October 02, 2012

Unit 2– Pupil Learning

How are rewards and punishments (or consequences) used in your EP school? What behaviours are they reinforcing?

In North Leamington School they have veered away from a punitive system of punishment and have opted instead for a ‘restorative behaviour’ policy. At the school they have a PCSO who engages with the pupils in order to maintain a system in which the pupils understand the consequences of their damaging actions. Sometimes this works through a discussion with the relevant parties and often understanding the consequences is simply trying to understand how their action made the other person/ people feel. This system does not replace or undermine the school’s overall behaviour policy and code of conduct relating to disruptive behaviour; if it is appropriate, parents will still be informed of certain disruptive actions and detentions will still be enforced, regardless of the pupil’s undertaking of the restorative behaviour session.

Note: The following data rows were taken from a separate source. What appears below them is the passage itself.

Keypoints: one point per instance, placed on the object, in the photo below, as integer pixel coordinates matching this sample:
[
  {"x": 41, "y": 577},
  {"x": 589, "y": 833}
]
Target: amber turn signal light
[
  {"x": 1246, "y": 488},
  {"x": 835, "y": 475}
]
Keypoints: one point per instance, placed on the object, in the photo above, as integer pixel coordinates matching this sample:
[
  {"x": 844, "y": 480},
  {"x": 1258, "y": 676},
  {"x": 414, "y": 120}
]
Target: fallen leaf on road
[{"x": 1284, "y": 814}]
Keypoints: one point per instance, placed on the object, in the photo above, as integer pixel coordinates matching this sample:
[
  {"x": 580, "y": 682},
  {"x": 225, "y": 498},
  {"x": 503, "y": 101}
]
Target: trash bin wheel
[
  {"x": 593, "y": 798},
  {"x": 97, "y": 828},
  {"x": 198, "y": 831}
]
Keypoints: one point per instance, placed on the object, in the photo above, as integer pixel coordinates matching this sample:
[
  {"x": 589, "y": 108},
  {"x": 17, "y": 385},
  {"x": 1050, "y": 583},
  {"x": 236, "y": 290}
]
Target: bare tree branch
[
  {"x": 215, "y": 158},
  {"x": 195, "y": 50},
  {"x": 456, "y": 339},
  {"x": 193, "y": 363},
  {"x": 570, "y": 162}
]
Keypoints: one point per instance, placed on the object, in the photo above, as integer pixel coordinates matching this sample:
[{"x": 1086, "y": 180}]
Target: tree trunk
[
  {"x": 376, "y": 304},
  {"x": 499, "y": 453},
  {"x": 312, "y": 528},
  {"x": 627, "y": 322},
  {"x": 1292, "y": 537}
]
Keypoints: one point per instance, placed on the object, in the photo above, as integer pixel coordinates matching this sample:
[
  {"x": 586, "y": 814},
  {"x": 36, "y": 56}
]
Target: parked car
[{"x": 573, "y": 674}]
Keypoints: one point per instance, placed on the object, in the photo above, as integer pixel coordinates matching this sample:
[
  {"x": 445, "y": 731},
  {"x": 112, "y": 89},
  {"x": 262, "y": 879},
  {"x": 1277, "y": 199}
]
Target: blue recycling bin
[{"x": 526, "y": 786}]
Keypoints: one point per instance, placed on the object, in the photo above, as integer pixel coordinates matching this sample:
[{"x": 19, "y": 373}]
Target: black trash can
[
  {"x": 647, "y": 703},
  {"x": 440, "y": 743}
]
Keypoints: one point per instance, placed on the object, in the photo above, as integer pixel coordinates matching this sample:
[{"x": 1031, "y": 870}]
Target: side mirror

Rewards, however, are given as much emphasis as punishments; students can receive merit stickers which allow them to add to an online profile of achievement. Teachers can also add comments to the online profile which are directly streamed to SIMs and the pupil’s parents/carer. The pupil’s guardian can then also view the comment online and add their own comment. Whilst initially I was dubious towards the idea that teachers and parents are recognising the pupil’s achievement virtually- perhaps leading to a lesser sense of verbal and physical contact with the child- I think the concept of having all the student’s comments and merits of achievement in one place is useful and can give a sense of pride to the child who can view it. It can also lead to a more proactive and strong relationship between the parent and teacher and parent and school as the parent can feel more involved in their child’s education.

Look in detail at the concrete operational stage and the formal operational stage. What concepts or ideas within your curriculum area would the differences in the two stages be most apparent?

At the concrete operational stage the child would begin to be able to manipulate sentences, learning to write and learning to place different words next to each other and how the placement of these words can change the meaning of a sentence. Logical thinking which might allow them to be able to form an argument and be able to vocalise their own viewpoint based on evidence is also developed.

At the formal operational stage however, the formation of argument will be able to be written and viewpoints will become more confident and based on wider ranges of evidence; this means the child will be able to draw on a wealth of literary and verbal knowledge which would inform any piece of writing be it creative, discursive or analytical. The ability to ‘think about things never seen’ now allows them to really develop their reading from other cultures (although, most likely, much of the fiction they will have been reading since the concrete operational stage will have concerned things/ topics of which they have never experienced). Being able to ‘organise ideas and events systematically’ now allows them to write a cogent essay.

Personal TASK

Think about an idea or concept in your curriculum area that occurs in more than one topic. Design a conversation with a pupil to ascertain whether or not the pupil is able to transfer the knowledge, understanding and skills to the other situation.

Plan to follow this up when you begin teaching an idea that occurs in more than one topic.

The idea of the dramatic tableau in order to visually represent a scene in a play is a transferable skill to have. I would give the student a prose extract (fiction) and ask them to transfer the skill of extrapolating what is dramatic about the extract and to physically represent it in a tableau.

Authentic Tasks


What would be an authentic task for different people who work within your area? e.g. what would be an authentic task for an author, an archaeologist, a pharmacist, a mathematician ...

What would make a task authentic to a teenager?

An authentic task in the area of English would be writing a review of something eg. A theatre or music performance, a film, a book, a restaurant, a hotel or a festival.

I would ask the students to think of something they had recently experienced and ask them to write a review of it. This would keep the task contemporary and relevant. In order to make it more authentic I would ask them to be writing with the intention of submitting it to the school newspaper or perhaps a section of the school website. Authenticity in this context can obviously be made ‘real’ if the reviews were submitted to a local newspaper or uploaded onto an online reviewing site; safeguarding issues are relevant here and the appropriateness of the external platform would have to be monitored here.